You can use it like this:

```python
with torch.backends.cuda.sdp_kernel(enable_flash=False):
    # This block will not use FlashAttention
    out = torch.nn.functional.scaled_dot_product_attention(q, k, v)
```

---

### 🔁 What Are the "Three" (actually **Four**) Backends?

PyTorch's SDPA system dynamically chooses between the following:

| Backend                                       | Description                                                              |
| --------------------------------------------- | ------------------------------------------------------------------------ |
| ✅ **FlashAttention**                          | Fastest, GPU-efficient, best for large sequence & batch sizes.           |
| ✅ **Memory-Efficient** (efficient\_attention) | Uses less memory, suitable when GPU RAM is tight.                        |
| ✅ **cuDNN Attention**                         | Uses NVIDIA's cuDNN implementation; often a good general-purpose choice. |
| ✅ **Math-based (unfused)**                    | Pure PyTorch fallback, slower, used when others can’t.                   |

---

## 🔁 How PyTorch Chooses a Backend (Simplified):

1. If FlashAttention is available and inputs are compatible → use it
2. Else, if Memory-Efficient works → use it
3. Else, if cuDNN works → use it
4. Else → fall back to math implementation

---

## ✅ What is `SDPAParams`?

It's an internal struct passed to backend decision functions.

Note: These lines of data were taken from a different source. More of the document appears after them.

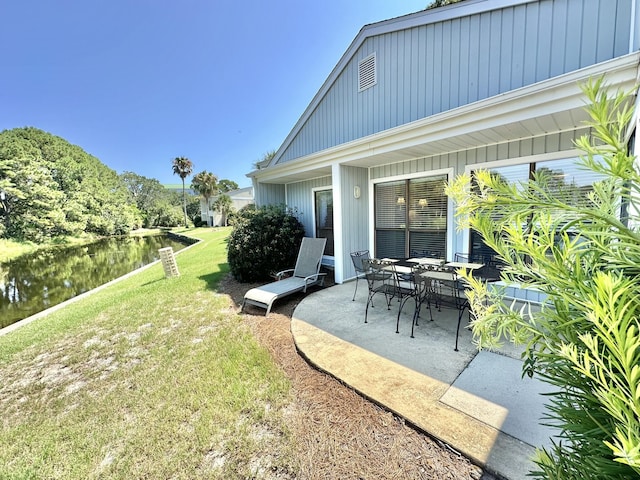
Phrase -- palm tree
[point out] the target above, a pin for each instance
(223, 204)
(183, 167)
(206, 184)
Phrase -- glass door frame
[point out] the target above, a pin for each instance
(450, 235)
(314, 190)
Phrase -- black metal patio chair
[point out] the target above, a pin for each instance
(358, 258)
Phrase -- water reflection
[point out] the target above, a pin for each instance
(35, 282)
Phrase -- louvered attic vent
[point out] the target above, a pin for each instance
(367, 72)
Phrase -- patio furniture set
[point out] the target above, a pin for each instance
(425, 280)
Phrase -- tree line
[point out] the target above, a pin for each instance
(50, 188)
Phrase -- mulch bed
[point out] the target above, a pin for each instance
(339, 434)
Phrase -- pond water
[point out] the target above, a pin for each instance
(35, 282)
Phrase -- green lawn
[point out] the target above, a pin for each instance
(150, 378)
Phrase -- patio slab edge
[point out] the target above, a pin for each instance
(414, 397)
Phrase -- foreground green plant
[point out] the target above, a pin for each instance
(148, 378)
(584, 254)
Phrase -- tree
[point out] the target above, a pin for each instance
(53, 188)
(224, 205)
(206, 184)
(183, 167)
(583, 252)
(225, 185)
(149, 196)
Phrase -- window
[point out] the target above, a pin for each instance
(564, 178)
(411, 218)
(323, 200)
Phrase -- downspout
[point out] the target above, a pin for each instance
(338, 240)
(634, 26)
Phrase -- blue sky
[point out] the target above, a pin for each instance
(137, 83)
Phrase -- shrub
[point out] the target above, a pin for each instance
(585, 256)
(264, 241)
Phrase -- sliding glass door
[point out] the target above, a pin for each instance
(411, 218)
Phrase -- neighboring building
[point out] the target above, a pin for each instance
(239, 198)
(419, 99)
(177, 187)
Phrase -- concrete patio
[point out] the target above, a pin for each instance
(476, 402)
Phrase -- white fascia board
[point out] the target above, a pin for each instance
(416, 19)
(549, 96)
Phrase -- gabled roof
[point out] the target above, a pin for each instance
(553, 105)
(423, 17)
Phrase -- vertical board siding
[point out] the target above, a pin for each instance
(300, 198)
(459, 160)
(269, 194)
(556, 142)
(432, 68)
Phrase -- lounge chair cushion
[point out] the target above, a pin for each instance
(267, 294)
(305, 274)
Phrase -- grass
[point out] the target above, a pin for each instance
(149, 378)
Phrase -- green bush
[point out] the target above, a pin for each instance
(264, 241)
(585, 256)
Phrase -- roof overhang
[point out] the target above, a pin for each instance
(552, 106)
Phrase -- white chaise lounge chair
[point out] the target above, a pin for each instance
(305, 274)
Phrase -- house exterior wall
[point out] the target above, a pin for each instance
(432, 68)
(269, 194)
(354, 214)
(457, 161)
(300, 197)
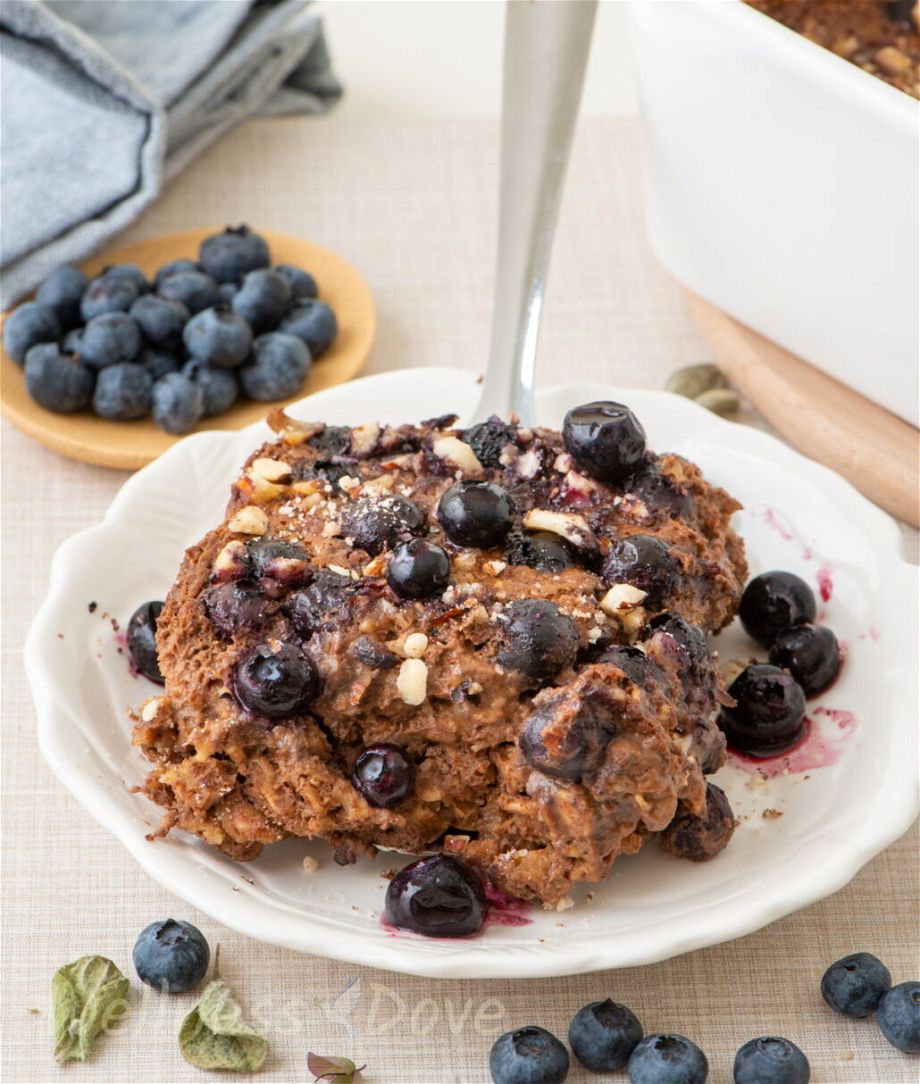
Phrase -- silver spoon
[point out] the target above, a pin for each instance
(546, 47)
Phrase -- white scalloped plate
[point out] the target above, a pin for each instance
(798, 515)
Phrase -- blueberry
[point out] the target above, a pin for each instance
(668, 1059)
(218, 336)
(107, 294)
(855, 984)
(384, 774)
(228, 256)
(312, 321)
(171, 956)
(141, 637)
(62, 292)
(528, 1056)
(771, 1060)
(898, 1016)
(769, 714)
(810, 653)
(476, 513)
(262, 299)
(538, 639)
(604, 1034)
(28, 325)
(195, 289)
(159, 319)
(108, 338)
(418, 569)
(774, 602)
(178, 403)
(439, 897)
(302, 284)
(276, 368)
(275, 683)
(605, 439)
(122, 391)
(377, 525)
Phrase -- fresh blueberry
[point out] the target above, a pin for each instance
(107, 294)
(56, 381)
(538, 639)
(178, 403)
(218, 336)
(771, 1060)
(898, 1016)
(195, 289)
(377, 525)
(312, 321)
(275, 683)
(605, 439)
(171, 956)
(439, 897)
(160, 320)
(28, 325)
(528, 1056)
(62, 292)
(418, 569)
(774, 602)
(476, 513)
(855, 984)
(384, 774)
(604, 1034)
(228, 256)
(668, 1059)
(141, 637)
(262, 299)
(810, 653)
(275, 369)
(122, 391)
(768, 715)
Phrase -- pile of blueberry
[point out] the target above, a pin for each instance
(182, 347)
(778, 610)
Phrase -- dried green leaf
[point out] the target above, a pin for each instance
(89, 996)
(215, 1035)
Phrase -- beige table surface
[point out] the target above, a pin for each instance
(412, 205)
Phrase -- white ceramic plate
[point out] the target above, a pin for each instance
(797, 516)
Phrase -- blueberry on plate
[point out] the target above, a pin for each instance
(810, 653)
(171, 956)
(28, 325)
(384, 774)
(855, 984)
(898, 1016)
(476, 514)
(141, 637)
(56, 381)
(769, 714)
(439, 897)
(668, 1059)
(774, 602)
(122, 391)
(528, 1056)
(604, 1034)
(605, 439)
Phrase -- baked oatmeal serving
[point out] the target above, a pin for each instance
(487, 644)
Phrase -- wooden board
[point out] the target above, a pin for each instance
(873, 449)
(132, 444)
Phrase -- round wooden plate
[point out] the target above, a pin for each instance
(132, 444)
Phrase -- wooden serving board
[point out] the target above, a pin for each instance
(873, 449)
(132, 444)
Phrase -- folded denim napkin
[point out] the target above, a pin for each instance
(105, 100)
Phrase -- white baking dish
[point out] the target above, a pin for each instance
(781, 184)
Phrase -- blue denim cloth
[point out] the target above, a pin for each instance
(105, 100)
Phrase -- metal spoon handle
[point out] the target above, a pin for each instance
(546, 47)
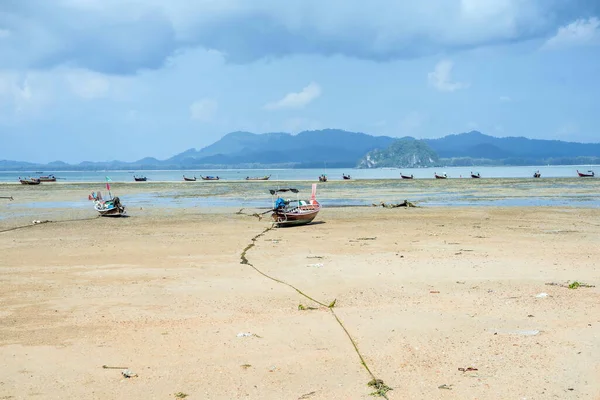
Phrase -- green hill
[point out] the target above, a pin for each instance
(405, 152)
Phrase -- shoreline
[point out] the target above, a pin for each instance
(421, 291)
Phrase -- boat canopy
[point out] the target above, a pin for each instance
(273, 192)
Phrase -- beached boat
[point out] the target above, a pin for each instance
(258, 178)
(107, 208)
(47, 178)
(589, 174)
(29, 181)
(294, 212)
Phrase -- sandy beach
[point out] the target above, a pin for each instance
(423, 292)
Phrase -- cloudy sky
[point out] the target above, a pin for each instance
(123, 79)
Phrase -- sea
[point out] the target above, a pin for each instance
(559, 186)
(547, 171)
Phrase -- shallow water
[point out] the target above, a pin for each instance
(559, 171)
(510, 192)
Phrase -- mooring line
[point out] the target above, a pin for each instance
(380, 387)
(47, 222)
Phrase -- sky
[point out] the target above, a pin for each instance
(101, 80)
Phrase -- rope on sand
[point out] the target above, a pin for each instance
(46, 222)
(380, 387)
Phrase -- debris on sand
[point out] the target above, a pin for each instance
(570, 285)
(405, 203)
(128, 373)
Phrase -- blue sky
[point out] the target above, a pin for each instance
(123, 79)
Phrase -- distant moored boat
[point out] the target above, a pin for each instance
(589, 174)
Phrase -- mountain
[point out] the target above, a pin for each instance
(337, 148)
(406, 152)
(477, 145)
(332, 147)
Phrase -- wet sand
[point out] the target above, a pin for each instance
(422, 291)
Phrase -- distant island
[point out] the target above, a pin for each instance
(334, 148)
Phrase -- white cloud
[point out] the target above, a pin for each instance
(21, 94)
(578, 33)
(296, 100)
(87, 84)
(203, 110)
(441, 78)
(145, 34)
(412, 123)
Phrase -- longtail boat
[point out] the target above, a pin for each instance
(107, 208)
(29, 181)
(589, 174)
(294, 212)
(258, 178)
(47, 178)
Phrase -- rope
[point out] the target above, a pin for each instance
(47, 222)
(380, 387)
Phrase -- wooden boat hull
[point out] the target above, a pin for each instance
(29, 181)
(284, 219)
(112, 213)
(117, 211)
(584, 175)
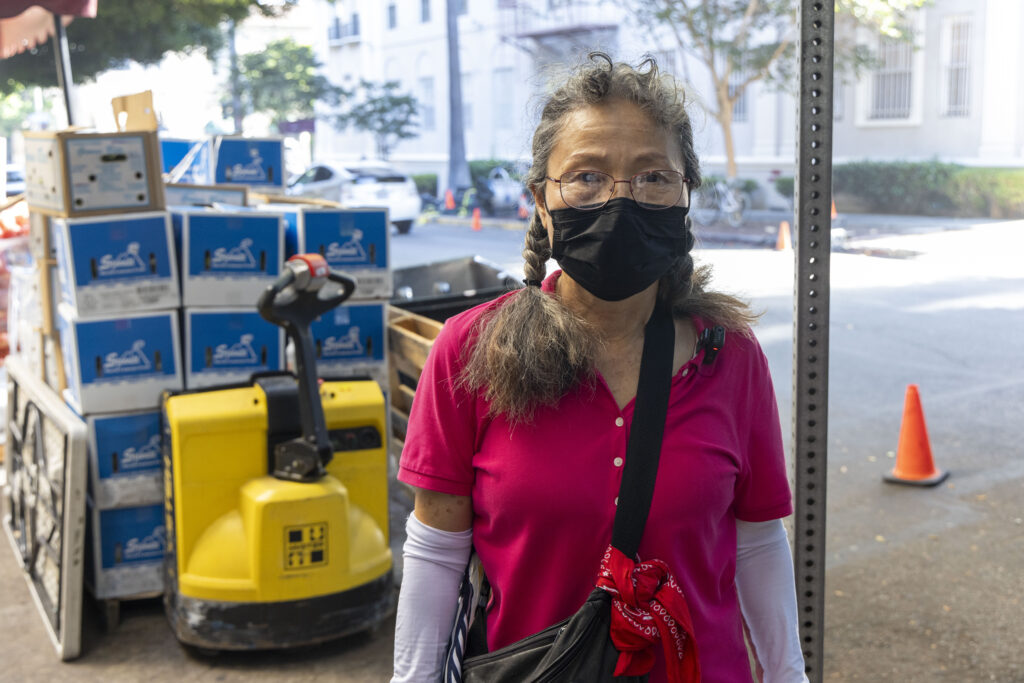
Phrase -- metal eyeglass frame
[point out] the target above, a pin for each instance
(683, 188)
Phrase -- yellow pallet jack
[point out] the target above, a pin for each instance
(275, 495)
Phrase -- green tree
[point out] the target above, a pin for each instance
(14, 108)
(381, 110)
(282, 80)
(740, 42)
(126, 31)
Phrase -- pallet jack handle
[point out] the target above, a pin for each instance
(306, 290)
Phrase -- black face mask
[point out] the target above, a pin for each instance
(619, 250)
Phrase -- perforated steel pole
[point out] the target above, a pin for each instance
(810, 363)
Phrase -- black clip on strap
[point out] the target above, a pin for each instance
(644, 446)
(712, 341)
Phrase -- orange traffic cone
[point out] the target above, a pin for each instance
(913, 456)
(784, 241)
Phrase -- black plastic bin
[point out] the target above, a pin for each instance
(443, 289)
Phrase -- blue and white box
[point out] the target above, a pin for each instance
(226, 346)
(122, 363)
(125, 459)
(355, 242)
(117, 263)
(227, 258)
(349, 341)
(207, 196)
(258, 162)
(125, 551)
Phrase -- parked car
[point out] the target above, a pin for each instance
(504, 191)
(360, 184)
(15, 181)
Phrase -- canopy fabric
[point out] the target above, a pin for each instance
(77, 7)
(25, 24)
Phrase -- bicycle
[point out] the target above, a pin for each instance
(717, 200)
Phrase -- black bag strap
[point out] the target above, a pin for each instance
(644, 446)
(642, 454)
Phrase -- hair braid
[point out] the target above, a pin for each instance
(537, 250)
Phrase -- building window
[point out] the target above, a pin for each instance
(891, 83)
(956, 67)
(504, 83)
(740, 105)
(425, 98)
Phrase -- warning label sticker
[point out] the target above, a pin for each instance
(305, 546)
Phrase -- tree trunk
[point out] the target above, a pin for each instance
(458, 167)
(724, 118)
(232, 55)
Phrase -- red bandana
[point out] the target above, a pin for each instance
(648, 605)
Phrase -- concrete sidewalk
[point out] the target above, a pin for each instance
(760, 227)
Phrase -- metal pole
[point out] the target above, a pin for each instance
(811, 295)
(459, 177)
(62, 56)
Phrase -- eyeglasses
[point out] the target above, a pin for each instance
(651, 189)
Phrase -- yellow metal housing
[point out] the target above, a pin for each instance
(238, 535)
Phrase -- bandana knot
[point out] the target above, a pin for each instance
(647, 606)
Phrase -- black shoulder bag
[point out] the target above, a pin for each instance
(580, 649)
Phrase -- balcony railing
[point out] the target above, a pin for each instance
(539, 18)
(339, 31)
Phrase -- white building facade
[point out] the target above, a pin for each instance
(956, 95)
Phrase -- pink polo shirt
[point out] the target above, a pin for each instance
(544, 494)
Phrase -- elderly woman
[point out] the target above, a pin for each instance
(518, 433)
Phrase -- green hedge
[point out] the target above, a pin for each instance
(426, 183)
(928, 188)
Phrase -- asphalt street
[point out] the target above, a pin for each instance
(922, 584)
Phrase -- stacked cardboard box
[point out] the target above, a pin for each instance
(108, 300)
(227, 258)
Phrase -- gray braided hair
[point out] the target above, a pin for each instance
(532, 349)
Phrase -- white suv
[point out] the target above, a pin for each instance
(361, 184)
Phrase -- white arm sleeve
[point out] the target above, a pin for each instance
(434, 562)
(768, 599)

Contains:

```python
SDPAParams(
  query: Tensor,
  key: Tensor,
  value: Tensor,
  attn_mask: Optional[Tensor] = None,
  dropout_p: float = 0.0,
  is_causal: bool = False
)
```

Used in:

* `can_flash_attention(...)`
* `can_use_efficient_attention(...)`
* `can_use_cudnn_attention(...)`

---

## 💡 Summary

* **FlashAttention** = Fastest but GPU- and shape-sensitive.
* **EfficientAttention** = Uses less memory, slower than Flash, great fallback.
* **cuDNNAttention** = Good general purpose, fused, stable.
* **Math** = Slow fallback.

Use `sdp_kernel()` to test or force which backend is used.